Um einen noch besseren Vergleich ziehen zu können, bedienen wir uns mal dem Rehwild oder wie es unter den Jägeren heißt:
"Aus jagdlicher Sicht handelt es sich beim Rehwild um eine attraktive jagdbare Wildart."
​
Ich hoffe nur, dass sagt irgendwann mal in ferner Zukunft keiner von uns Menschen. (Nur so nebenbei.)
​
Da es auch beim Rehwild keine genauen Bestandszahlen der Rehpopulation in Deutschland gibt, bedienen wir uns einfach mal der Jagdstrecke für das Jagdjahr 2022/2023 um eine Populationsentwicklung im Vergleich zum Rotwild zu bekommen.

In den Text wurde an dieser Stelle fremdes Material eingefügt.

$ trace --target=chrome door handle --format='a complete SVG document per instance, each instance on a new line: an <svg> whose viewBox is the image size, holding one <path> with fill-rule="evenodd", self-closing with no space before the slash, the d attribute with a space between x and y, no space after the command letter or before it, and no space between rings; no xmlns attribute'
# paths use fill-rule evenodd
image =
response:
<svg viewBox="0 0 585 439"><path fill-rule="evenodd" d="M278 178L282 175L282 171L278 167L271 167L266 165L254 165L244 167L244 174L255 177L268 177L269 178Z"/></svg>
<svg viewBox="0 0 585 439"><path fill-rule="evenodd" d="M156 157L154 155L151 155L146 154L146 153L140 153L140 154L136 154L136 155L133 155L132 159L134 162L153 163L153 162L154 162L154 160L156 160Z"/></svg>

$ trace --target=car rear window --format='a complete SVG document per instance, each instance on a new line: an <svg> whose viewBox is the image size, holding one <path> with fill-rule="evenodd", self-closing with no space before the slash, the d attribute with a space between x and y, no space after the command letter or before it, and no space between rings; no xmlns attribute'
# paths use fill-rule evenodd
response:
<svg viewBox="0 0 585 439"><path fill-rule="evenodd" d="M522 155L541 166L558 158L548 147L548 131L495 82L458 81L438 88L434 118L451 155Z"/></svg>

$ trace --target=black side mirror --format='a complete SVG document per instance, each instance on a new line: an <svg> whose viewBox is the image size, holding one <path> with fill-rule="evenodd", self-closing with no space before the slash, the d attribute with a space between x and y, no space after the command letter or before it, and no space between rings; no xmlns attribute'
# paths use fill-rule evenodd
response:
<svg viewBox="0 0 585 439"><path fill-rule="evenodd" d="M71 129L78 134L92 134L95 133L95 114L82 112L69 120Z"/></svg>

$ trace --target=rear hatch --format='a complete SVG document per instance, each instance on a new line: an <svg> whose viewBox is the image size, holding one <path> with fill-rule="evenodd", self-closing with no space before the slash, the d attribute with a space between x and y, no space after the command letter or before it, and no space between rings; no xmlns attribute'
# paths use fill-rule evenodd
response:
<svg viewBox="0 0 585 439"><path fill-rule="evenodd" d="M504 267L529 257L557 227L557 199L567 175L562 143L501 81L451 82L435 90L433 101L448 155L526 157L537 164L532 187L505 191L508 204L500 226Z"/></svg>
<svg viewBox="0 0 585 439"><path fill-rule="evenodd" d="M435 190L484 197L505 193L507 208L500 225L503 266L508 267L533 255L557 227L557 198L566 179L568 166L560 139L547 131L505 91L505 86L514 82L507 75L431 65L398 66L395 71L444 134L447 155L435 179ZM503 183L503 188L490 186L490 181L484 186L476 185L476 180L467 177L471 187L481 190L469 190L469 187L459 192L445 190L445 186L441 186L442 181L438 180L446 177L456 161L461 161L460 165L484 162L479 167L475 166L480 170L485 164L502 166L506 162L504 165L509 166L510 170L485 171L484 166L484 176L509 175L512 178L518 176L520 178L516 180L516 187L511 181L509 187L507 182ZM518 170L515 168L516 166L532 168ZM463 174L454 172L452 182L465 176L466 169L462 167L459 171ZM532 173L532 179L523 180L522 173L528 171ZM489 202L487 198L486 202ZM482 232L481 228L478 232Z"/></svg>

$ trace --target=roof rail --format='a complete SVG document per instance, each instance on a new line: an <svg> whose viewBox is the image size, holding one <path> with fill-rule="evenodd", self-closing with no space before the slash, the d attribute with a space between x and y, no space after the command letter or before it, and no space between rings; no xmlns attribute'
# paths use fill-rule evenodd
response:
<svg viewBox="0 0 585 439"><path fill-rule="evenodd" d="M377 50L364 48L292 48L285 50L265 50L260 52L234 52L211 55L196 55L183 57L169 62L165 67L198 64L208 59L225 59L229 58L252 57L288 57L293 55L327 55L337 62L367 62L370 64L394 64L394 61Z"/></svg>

Im Jagdjahr 2022/2023 wurden 1.305.758 Rehe erlegt und dass im Rahmen der "Bestandsregulierung". Also einer Maßnahme, welche ein unkontrolliertes Ausbreiten und aus forstwirtschaftlicher Sicht einen damit verbundenen steigenden Schaden am Holz und somit eine Erlösschmälerung, verhindern soll.
​
Zum Vergleich im Jagdtreckenjahr 2019/2020 waren es noch 1.226.250 erlegtes Rehwild. D.h. trotz der Bestandsregulierung durch den Jäger ist der Bestand des Rehwilds, welches ja auch einen so schlimmen Verbiss an Jungbäumen anrichtet, um 79.508 Tieren gestiegen. Dies wird im Jägermagazin dann so begründet: "Das verdeutlicht, dass wir Jäger pfleglich mit dem uns anvertrauten Wild umzugehen verstehen."
​
Doch nochmal zurück zum eigentlichen Thema, dem bösen Rotwild, was ja noch größere Schäden und Verbiss verursacht. Dazu heißt es:
"Die bundesweite Strecke bewegt sich in den letzten acht Jahren auf konstantem Niveau. Inwieweit die offizielle Bevorzugung des Waldes gegenüber dem Wild daran etwas ändern wird, bleibt abzuwarten. Zum Glück gibt’s aber noch genügend Waldbesitzer, die Freude am Wild haben."
​
Ich habe mich lange nicht mit dem Thema Jagd beschäftigt, doch um so mehr ich mich in das Thema einlese, um so mehr denke ich was nehmen wir Menschen uns raus zu bestimmen, welches Tier in welcher Bestandsgröße, wo leben darf. Wenn ich mir überlege, dass in einer Gemeinde der Bürgermeister kommt und zu mir sagen würde: "Sie, also unser Bestand ist jetzt an seiner Bestands-
-grenze angekommen und sie müssen sich leider eine andere Gemeinde suchen, in der sie und ihre Familie künftig leben können."
​
Nun kommen wir mal zu dem Bundesland in dem ich lebe. Kurz zur Erinnerung unser Wappen:
​
​
​
In Baden-Württemberg, das sich im großen Landeswappen durch Rothirsch und Geweihstange ziert, muss Rotwild per Gesetz auf 96 % der Landesfläche ausgerottet werden.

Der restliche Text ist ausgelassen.